Computer malware has caused huge amounts of damage over the decades. These six pieces of malware have truly terrible track records. It’s estimated that these six programs have logged combined damages of $95 billion between them. Each one used what was then innovative methods of getting into systems. 

The ILOVEYOU virus was released in May 2000. It was an email with the header “I Love you”, or variations thereof, and an attachment that read “Love letter for you”. The attachment was a program written in visual basic. The extension “.vbs”, which exploited a windows quirk that hides known file extensions. When users clicked on it, it overwrote local files and sent copies of itself off to every email address on the machine. 

It infected millions of computers, causing an estimated $6 billion in damage. The perpetrators, two Filipino programmers named Reonel Ramones and Onel de Guzman, escaped prosecution because the laws of the time didn’t cover their offence. 

MyDoom (or Novarg, or W32) is a worm that creates backdoors in the target, allowing for the system to be taken over. It was also spread through email and used to set up networks of slave computers that coordinated in Distributed Denial of Service (DDoS) attacks. In a DDoS attack, a network is overwhelmed by a huge number of computers demanding to connect at the same time. It was probably created by a Russian programmer with a grudge. While the original version was discovered in 2004, variants continued to be used in DDoS attacks for many years. 

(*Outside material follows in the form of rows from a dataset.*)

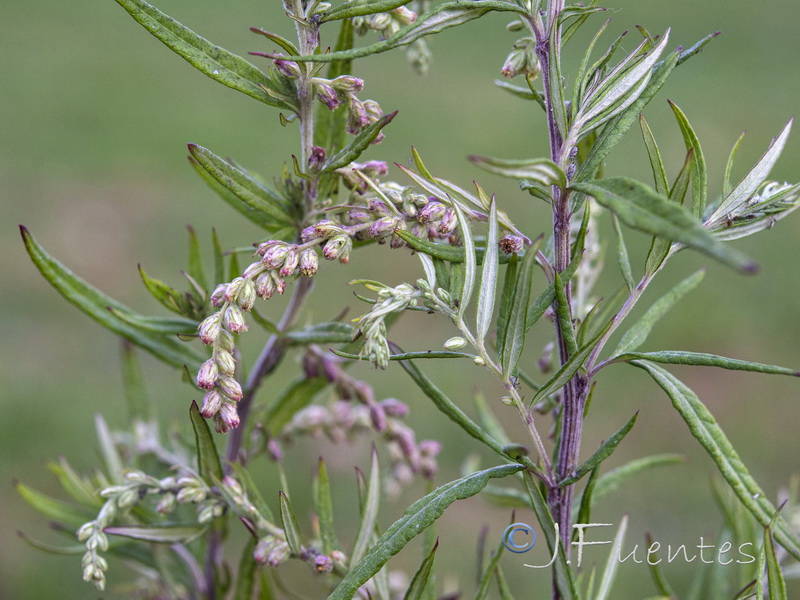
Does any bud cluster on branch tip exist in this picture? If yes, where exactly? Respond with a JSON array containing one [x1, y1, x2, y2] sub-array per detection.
[[501, 37, 541, 79], [355, 283, 421, 369], [353, 6, 417, 40], [77, 471, 226, 590], [310, 73, 384, 137]]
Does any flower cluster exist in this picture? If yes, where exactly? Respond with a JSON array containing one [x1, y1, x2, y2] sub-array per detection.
[[77, 470, 225, 591], [352, 5, 417, 40]]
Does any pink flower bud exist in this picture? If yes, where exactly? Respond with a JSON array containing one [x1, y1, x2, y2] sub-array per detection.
[[437, 208, 457, 234], [369, 216, 397, 238], [347, 97, 369, 134], [198, 313, 222, 345], [381, 397, 409, 417], [217, 329, 235, 352], [223, 304, 248, 333], [322, 235, 350, 261], [242, 261, 267, 279], [237, 279, 257, 311], [210, 284, 228, 307], [299, 249, 319, 276], [308, 146, 326, 171], [279, 248, 299, 277], [316, 83, 340, 111], [218, 401, 240, 431], [215, 349, 236, 377], [261, 243, 290, 269], [271, 272, 286, 295], [419, 439, 442, 456], [273, 58, 300, 79], [418, 201, 447, 224], [196, 359, 219, 390], [255, 271, 276, 299], [218, 377, 243, 402], [330, 75, 364, 93], [224, 277, 245, 303], [201, 389, 223, 418], [314, 554, 334, 573], [392, 6, 417, 25]]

SoBig was another worm circulated through emails circa 2003. It could copy files, email itself to others, and damage software. Microsoft still has an outstanding reward offer of $250,000 for information leading to identification of the creator. 

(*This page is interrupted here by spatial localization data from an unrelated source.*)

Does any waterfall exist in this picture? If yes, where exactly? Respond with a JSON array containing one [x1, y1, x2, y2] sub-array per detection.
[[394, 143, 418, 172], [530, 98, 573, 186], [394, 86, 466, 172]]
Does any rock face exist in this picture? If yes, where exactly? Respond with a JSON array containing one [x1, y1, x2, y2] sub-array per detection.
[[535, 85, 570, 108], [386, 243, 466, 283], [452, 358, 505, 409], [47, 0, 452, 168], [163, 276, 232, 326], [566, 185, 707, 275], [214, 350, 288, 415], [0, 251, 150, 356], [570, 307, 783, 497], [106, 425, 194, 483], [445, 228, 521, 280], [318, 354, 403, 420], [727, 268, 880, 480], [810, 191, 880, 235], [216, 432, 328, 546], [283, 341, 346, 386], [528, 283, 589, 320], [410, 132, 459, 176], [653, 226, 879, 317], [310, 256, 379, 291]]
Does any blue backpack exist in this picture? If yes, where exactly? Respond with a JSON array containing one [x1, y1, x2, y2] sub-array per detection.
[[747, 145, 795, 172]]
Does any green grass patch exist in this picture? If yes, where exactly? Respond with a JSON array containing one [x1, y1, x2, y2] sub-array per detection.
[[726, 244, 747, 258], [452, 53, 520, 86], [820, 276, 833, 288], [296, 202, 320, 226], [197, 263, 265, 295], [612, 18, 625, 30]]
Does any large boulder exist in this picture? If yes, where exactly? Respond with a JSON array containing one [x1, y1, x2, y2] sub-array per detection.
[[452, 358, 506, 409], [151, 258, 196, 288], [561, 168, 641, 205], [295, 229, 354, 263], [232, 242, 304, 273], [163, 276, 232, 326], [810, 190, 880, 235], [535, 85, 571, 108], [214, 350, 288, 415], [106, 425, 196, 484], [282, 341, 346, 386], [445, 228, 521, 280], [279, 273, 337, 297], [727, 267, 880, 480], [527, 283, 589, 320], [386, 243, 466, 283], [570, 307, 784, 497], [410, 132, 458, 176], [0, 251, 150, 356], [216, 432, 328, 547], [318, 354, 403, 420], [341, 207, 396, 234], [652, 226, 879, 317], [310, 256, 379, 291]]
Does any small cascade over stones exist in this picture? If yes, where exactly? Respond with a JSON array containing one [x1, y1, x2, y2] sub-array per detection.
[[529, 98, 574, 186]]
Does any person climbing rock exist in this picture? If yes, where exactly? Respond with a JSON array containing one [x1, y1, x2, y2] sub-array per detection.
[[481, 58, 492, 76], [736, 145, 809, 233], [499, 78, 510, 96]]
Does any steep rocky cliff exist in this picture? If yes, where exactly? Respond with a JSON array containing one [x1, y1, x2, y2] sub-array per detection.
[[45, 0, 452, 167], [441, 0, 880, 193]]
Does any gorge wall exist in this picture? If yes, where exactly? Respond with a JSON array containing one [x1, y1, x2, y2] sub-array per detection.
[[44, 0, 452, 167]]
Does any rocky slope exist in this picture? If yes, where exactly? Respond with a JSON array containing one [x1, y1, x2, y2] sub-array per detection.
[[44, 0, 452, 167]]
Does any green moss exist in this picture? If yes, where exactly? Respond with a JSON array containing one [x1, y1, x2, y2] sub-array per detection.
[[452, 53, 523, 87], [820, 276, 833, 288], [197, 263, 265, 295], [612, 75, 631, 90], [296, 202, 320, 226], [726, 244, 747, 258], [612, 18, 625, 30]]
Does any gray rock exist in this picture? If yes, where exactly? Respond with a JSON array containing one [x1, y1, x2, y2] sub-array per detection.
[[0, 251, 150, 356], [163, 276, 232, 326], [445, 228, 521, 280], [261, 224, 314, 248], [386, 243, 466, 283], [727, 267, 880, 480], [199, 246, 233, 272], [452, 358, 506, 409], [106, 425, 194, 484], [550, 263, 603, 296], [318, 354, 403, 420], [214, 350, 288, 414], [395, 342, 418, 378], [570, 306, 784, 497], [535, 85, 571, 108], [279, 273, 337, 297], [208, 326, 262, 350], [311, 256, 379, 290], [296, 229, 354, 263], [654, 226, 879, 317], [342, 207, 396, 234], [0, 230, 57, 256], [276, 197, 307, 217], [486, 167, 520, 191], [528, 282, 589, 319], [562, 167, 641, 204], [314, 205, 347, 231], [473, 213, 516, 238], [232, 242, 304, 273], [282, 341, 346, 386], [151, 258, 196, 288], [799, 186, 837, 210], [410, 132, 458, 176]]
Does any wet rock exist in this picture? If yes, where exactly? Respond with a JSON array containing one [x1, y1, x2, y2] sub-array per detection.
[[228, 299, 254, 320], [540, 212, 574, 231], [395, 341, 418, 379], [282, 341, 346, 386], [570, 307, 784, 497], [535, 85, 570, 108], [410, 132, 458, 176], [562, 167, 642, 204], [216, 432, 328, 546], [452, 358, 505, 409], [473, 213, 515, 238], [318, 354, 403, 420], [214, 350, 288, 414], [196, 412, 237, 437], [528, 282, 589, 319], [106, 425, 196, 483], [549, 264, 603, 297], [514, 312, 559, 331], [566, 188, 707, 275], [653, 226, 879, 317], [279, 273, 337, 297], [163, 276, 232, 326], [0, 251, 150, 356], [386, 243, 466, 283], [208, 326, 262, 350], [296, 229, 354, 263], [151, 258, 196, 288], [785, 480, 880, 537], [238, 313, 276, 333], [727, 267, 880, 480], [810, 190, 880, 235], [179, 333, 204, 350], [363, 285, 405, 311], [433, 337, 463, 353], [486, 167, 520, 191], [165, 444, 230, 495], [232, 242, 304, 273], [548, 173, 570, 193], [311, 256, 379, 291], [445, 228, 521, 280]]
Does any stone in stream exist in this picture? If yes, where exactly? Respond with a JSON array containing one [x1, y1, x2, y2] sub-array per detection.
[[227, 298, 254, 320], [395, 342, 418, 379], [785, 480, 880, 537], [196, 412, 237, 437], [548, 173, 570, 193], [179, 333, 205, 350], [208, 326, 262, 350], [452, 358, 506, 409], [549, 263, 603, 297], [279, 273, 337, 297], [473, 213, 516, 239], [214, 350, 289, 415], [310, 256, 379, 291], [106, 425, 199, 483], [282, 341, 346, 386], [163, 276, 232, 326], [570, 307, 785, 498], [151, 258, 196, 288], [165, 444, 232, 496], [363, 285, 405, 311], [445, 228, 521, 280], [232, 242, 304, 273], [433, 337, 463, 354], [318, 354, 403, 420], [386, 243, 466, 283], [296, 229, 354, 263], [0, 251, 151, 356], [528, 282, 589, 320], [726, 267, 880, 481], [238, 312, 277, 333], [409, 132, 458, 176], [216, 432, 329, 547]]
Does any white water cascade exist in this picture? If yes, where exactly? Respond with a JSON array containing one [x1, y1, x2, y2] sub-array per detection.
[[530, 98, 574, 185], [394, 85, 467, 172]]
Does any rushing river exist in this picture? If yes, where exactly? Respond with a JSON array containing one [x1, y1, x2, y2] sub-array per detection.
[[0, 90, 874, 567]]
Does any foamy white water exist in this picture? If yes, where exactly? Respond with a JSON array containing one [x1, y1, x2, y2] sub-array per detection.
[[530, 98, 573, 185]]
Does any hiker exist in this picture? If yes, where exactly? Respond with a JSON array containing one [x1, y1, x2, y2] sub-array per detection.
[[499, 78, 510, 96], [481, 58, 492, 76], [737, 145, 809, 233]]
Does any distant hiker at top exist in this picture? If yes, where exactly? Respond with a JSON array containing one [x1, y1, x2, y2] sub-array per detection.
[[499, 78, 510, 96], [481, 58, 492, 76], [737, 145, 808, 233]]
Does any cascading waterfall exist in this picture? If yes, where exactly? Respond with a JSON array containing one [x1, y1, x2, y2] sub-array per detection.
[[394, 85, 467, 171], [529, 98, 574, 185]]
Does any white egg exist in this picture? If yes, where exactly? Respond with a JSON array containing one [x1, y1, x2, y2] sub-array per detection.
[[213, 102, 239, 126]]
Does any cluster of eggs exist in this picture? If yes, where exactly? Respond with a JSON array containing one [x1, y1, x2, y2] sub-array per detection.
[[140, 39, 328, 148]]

WannaCry was pioneering ransomware cryptoworm. It encrypted data and set up backdoors on systems. The malware is believed to have been used on multiple attacks across 150 nations. It almost crippled the UK’s National Health Service and caused over $4 billion in global damages. Dark Tequila is phishing malware. It steals bank credentials and sensitive corporate data. It’s believed to have cost billions in the phishing attacks that followed in its wake. 

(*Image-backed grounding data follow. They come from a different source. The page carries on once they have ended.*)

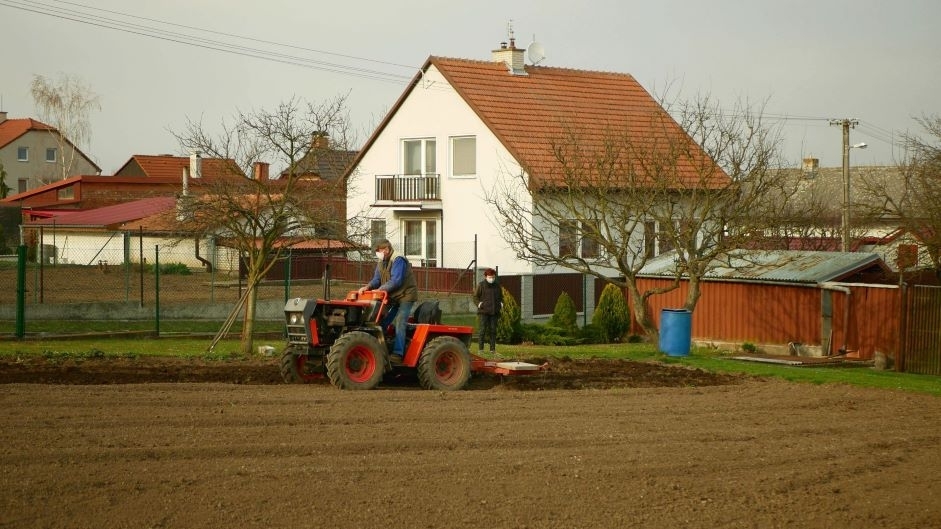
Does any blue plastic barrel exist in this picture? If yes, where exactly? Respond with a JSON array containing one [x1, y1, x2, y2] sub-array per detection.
[[659, 308, 692, 356]]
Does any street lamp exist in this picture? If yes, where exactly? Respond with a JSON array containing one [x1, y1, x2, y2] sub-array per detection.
[[832, 118, 867, 252]]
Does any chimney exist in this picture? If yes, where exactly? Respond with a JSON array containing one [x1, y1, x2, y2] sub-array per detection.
[[189, 152, 202, 179], [311, 132, 329, 149], [491, 38, 526, 75], [801, 157, 819, 177], [253, 161, 270, 181]]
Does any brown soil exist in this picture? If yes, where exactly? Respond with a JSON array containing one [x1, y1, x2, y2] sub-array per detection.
[[2, 356, 940, 528]]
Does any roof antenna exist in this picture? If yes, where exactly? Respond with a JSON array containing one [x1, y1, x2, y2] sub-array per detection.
[[507, 19, 515, 48]]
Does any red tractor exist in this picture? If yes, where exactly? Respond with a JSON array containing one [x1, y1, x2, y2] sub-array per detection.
[[281, 290, 540, 391]]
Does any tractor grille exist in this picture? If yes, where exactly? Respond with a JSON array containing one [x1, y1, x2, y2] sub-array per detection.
[[285, 322, 308, 345]]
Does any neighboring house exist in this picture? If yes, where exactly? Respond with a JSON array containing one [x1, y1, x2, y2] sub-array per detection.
[[767, 159, 935, 272], [281, 133, 357, 183], [345, 40, 722, 274], [0, 111, 100, 195], [20, 196, 209, 268], [1, 154, 244, 211]]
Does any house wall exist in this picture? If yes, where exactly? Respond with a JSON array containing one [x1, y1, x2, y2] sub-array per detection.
[[36, 230, 239, 272], [636, 277, 900, 359], [0, 130, 98, 192], [347, 64, 532, 275]]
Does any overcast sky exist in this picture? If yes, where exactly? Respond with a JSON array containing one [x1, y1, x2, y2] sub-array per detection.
[[2, 0, 938, 174]]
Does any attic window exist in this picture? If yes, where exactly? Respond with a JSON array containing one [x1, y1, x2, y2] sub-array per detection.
[[17, 147, 28, 162], [450, 136, 476, 178], [46, 148, 57, 163], [57, 185, 75, 201]]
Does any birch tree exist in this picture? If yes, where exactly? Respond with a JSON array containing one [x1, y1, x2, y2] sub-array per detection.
[[30, 73, 100, 181]]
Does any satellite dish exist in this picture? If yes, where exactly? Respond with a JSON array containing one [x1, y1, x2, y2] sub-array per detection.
[[527, 41, 546, 65]]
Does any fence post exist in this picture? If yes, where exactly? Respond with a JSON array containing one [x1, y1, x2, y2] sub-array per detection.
[[39, 226, 44, 303], [123, 231, 130, 302], [139, 227, 144, 308], [897, 283, 907, 373], [15, 244, 26, 338], [284, 249, 292, 303], [155, 245, 161, 336]]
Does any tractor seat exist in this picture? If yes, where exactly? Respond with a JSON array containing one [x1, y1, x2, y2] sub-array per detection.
[[412, 300, 442, 324]]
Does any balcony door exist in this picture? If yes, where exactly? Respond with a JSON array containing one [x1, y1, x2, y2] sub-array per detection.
[[404, 138, 436, 175], [403, 219, 438, 267]]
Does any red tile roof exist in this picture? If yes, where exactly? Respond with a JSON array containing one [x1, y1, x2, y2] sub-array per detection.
[[351, 56, 728, 188], [115, 155, 245, 180], [0, 118, 55, 149], [0, 117, 102, 173], [25, 197, 177, 228]]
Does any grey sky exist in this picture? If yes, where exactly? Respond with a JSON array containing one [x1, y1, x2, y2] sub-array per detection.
[[2, 0, 938, 174]]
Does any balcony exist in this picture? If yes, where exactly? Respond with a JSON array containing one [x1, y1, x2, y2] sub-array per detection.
[[374, 174, 441, 203]]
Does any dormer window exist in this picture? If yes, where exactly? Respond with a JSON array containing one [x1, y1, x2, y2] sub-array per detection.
[[57, 185, 75, 200]]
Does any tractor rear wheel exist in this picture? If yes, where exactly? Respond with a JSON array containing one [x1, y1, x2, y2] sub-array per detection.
[[417, 336, 472, 391], [279, 347, 324, 383], [327, 331, 385, 390]]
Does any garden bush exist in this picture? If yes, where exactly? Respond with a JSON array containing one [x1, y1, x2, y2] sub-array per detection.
[[547, 291, 578, 336], [496, 287, 522, 344], [592, 283, 631, 343]]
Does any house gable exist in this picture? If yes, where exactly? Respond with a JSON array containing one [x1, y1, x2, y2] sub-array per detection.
[[345, 45, 729, 275]]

BlackEnergy is perhaps the most fascinating of this dirty half-dozen. It was discovered in 2007. It’s a rootkit that is near undetectable, since it pretends to be part of the operating system. The original version was probably designed by a Russian hacking gang. 

Later variants have been used by all sorts of people, including at least two national security agencies in cyber-warfare. BlackEnergy can be used to take over machines, or to execute destructive programs. A version of it took down the power grid of the Ukraine in 2015. Other versions are suspected to have been used by North Korea. 

Modern anti-malware programs will detect these programs. But, of course, there are successors. The principles of staying safe remain the same. Avoid opening email attachments from people you don’t know; avoid downloading programs from untrusted sources; don’t download pirated video, music and PDF files. This is easy to advise and hard to practise on a 24x7 basis. Sooner or later, somebody will create a PoC version II and that will feature malware that has caused at least as much damage.